Tuesday June 30, 2009

FAISALABAD: Textile exporters could bring in $25 billion forex from exports in the next two years and 120 billion during the next 10 years, if they were provided a level playing field and productivity-conducive consistencies, claimed Azhar Majeed Sheikh Chairman FPCCI (Federation of Pakistan Chambers of Commerce and Industry) Standing committee on export trade, here Monday, in post-budget proposals to Shaukat Tarin, Advisor Finance.

A major issue pertaining to exports still remained unattended and unsettled, he said. Pin pointing the major irritants he advocated that exports should be zero-rated, as exporters were heavily burdened with 6.8% local taxes, whereas China, India, Bangladesh's exporters got 17% incentives. The difference with regional players was 25%, he said and demanded a 8% minimum, duty draw-back against local taxes for a level playing-field.

The 10% regulatory duty on pigment-thickeners should also be withdrawn, he said. Similarly, any projected increase in the Polyester fibre duty would also scuttle the power-loom sector, he asserted. He also demanded an exemption of federal excise duty on insurance, banking, port and terminal operations for zero-rating purposes. Yet another demand was the refund of duty draw-back and Sales tax at the time of negotiations in banks.

As is the case with the deduction of income tax, he also demanded the payment of the pending refunds of earlier years, and also the release of 60% R&D claims. Pointing at the inconsistent and detrimental Monetary and Energy Policy's shortcomings, he said that the financial cost of credit borrowings, all over the world, was 0.4%, but in Pakistan, it was 14 to 18%.

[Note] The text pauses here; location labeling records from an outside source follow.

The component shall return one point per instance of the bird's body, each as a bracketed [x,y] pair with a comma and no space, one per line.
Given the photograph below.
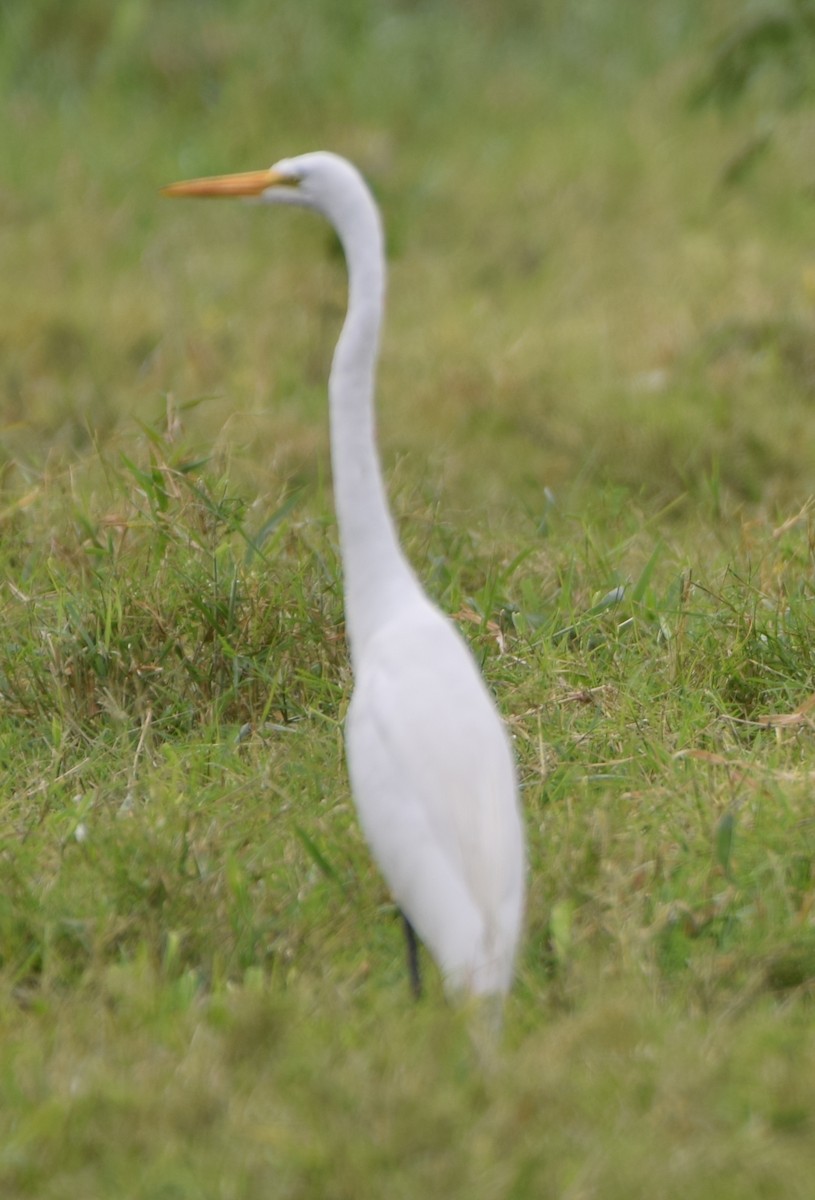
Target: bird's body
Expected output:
[431,768]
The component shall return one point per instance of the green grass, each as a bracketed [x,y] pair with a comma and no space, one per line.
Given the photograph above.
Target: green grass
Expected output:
[594,409]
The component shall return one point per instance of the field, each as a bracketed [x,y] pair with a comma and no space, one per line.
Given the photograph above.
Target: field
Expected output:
[595,418]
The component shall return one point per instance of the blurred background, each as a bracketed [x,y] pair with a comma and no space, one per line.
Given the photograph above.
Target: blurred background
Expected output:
[599,221]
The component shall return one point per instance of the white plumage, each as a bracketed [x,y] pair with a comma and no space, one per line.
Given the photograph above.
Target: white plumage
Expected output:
[431,767]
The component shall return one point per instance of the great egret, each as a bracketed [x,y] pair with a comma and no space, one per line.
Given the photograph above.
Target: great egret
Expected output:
[431,768]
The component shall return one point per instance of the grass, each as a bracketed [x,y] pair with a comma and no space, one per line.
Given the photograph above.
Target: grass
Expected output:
[594,408]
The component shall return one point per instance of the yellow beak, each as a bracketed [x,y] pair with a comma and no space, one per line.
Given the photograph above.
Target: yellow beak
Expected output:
[249,183]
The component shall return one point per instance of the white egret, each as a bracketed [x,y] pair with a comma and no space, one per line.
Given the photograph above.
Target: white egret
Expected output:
[431,767]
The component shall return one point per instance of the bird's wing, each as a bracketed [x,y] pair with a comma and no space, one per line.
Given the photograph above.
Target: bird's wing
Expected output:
[433,778]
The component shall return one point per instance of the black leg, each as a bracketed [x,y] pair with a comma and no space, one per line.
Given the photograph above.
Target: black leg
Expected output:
[413,958]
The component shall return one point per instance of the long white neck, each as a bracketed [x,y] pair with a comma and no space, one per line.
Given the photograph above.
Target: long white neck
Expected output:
[377,576]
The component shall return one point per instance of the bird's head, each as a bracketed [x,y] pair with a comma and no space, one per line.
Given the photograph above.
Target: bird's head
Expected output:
[319,180]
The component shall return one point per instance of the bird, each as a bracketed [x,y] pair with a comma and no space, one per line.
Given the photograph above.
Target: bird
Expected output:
[431,766]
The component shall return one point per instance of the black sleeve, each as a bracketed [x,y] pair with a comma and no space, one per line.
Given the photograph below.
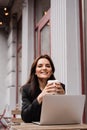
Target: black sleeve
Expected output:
[30,110]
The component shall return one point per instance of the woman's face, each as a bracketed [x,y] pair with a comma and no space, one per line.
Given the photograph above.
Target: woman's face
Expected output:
[43,69]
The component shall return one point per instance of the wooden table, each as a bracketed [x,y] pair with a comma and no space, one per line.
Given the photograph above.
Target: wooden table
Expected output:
[31,126]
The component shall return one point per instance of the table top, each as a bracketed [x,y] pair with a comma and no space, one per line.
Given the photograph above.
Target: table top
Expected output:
[31,126]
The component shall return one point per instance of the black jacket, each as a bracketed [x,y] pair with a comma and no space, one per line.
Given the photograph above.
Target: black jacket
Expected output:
[31,109]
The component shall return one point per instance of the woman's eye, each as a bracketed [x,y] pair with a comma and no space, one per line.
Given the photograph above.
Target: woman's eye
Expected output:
[48,66]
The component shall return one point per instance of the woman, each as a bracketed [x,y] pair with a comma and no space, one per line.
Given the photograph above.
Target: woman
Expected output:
[36,87]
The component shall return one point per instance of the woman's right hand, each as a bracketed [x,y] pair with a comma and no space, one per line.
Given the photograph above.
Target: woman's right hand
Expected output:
[49,89]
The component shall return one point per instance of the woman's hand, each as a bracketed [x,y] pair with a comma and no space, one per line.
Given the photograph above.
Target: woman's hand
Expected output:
[51,88]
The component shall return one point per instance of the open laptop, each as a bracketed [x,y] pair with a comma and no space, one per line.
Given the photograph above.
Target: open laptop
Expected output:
[62,109]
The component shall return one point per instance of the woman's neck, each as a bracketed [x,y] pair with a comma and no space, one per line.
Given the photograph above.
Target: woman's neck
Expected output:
[42,83]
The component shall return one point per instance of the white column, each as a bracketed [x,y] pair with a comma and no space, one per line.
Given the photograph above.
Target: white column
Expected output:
[66,43]
[27,38]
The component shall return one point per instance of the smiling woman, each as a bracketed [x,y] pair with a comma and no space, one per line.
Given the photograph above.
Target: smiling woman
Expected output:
[37,87]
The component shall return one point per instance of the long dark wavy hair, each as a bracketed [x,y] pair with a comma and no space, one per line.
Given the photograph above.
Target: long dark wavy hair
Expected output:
[33,79]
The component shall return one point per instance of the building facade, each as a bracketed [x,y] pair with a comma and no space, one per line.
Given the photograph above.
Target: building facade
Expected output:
[55,27]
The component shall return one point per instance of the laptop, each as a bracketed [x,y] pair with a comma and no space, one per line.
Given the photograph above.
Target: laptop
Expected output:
[62,109]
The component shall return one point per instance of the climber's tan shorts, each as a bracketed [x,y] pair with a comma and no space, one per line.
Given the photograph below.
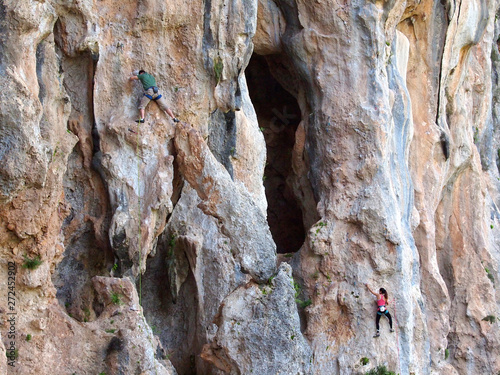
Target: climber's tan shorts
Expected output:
[145,101]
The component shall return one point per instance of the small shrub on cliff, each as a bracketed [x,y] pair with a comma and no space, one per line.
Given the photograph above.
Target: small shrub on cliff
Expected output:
[32,264]
[116,298]
[490,275]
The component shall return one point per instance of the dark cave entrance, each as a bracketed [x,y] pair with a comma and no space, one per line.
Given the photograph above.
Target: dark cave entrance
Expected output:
[279,115]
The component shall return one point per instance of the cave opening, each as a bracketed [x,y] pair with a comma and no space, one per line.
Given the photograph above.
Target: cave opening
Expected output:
[279,115]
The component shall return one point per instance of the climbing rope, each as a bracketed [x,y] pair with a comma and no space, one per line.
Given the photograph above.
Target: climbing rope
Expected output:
[139,213]
[396,331]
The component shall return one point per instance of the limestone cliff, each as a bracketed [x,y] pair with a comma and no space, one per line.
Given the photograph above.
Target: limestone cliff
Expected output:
[322,145]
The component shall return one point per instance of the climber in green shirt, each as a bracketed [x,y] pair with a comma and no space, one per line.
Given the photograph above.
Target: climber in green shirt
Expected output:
[150,93]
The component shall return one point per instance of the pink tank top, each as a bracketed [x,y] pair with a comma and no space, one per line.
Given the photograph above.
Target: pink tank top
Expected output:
[381,304]
[381,301]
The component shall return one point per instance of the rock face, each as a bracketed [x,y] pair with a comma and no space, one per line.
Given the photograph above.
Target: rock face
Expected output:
[323,145]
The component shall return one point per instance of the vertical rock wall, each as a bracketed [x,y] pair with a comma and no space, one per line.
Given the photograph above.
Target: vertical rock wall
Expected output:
[156,253]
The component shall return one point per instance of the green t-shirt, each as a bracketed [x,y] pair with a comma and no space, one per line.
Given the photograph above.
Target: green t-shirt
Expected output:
[147,80]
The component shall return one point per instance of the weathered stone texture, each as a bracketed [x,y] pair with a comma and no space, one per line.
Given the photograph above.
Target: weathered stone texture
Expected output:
[156,253]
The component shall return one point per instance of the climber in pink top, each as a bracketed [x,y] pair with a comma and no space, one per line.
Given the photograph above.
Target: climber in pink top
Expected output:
[382,302]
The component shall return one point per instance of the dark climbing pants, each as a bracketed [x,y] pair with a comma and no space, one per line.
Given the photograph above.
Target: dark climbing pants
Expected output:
[379,314]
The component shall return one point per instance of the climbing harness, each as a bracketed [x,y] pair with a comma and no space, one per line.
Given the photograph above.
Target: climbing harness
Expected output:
[155,90]
[151,97]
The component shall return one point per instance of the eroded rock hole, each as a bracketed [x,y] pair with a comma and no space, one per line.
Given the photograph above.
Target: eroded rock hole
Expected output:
[279,115]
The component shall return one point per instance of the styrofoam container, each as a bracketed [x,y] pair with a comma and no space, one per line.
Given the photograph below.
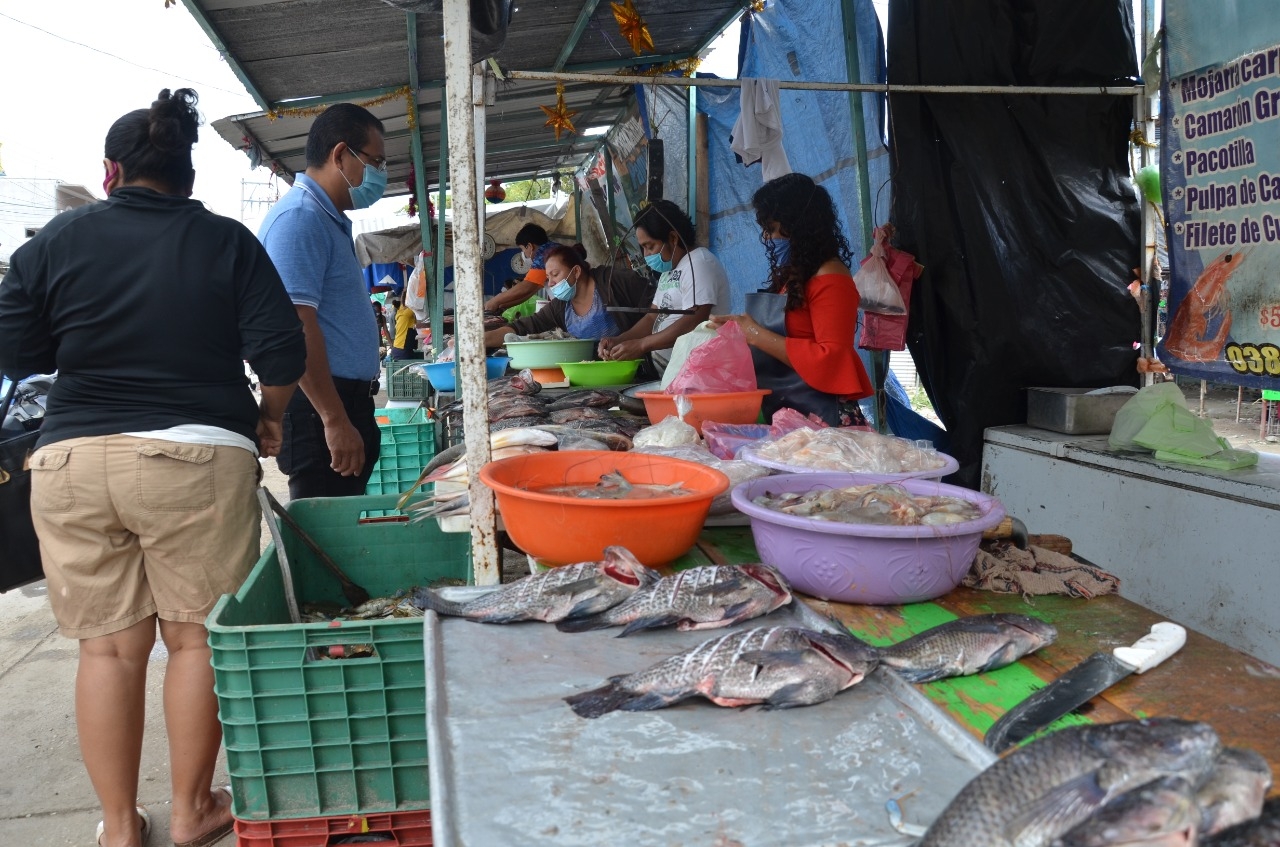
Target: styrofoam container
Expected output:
[863,563]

Lamenting the tremendous increase in electricity and gas prices, he demanded a 10% deduction in gas prices, as well as mandatory exemption for textiles from gas load-shedding, to allow it to fulfil its export commitments. Azhar Majeed Sheikh demanded that free access of Bangladesh and other regional countries to Europe and America be offset through export incentives to the local industry.

These constraints had put exporters in a very difficult cash-flow situation, he contested and demanded the capping of the mark-up rate on various products to 7.5%, and the freezing of the earlier accumulated mark-up for 2years and the provision of Rs 40 billion for direct cash support to the export industry. He gave the assurance that if irritants were removed, a level playing field provided and export-conducive measures enforced, exporters would achieve the high targets for exports.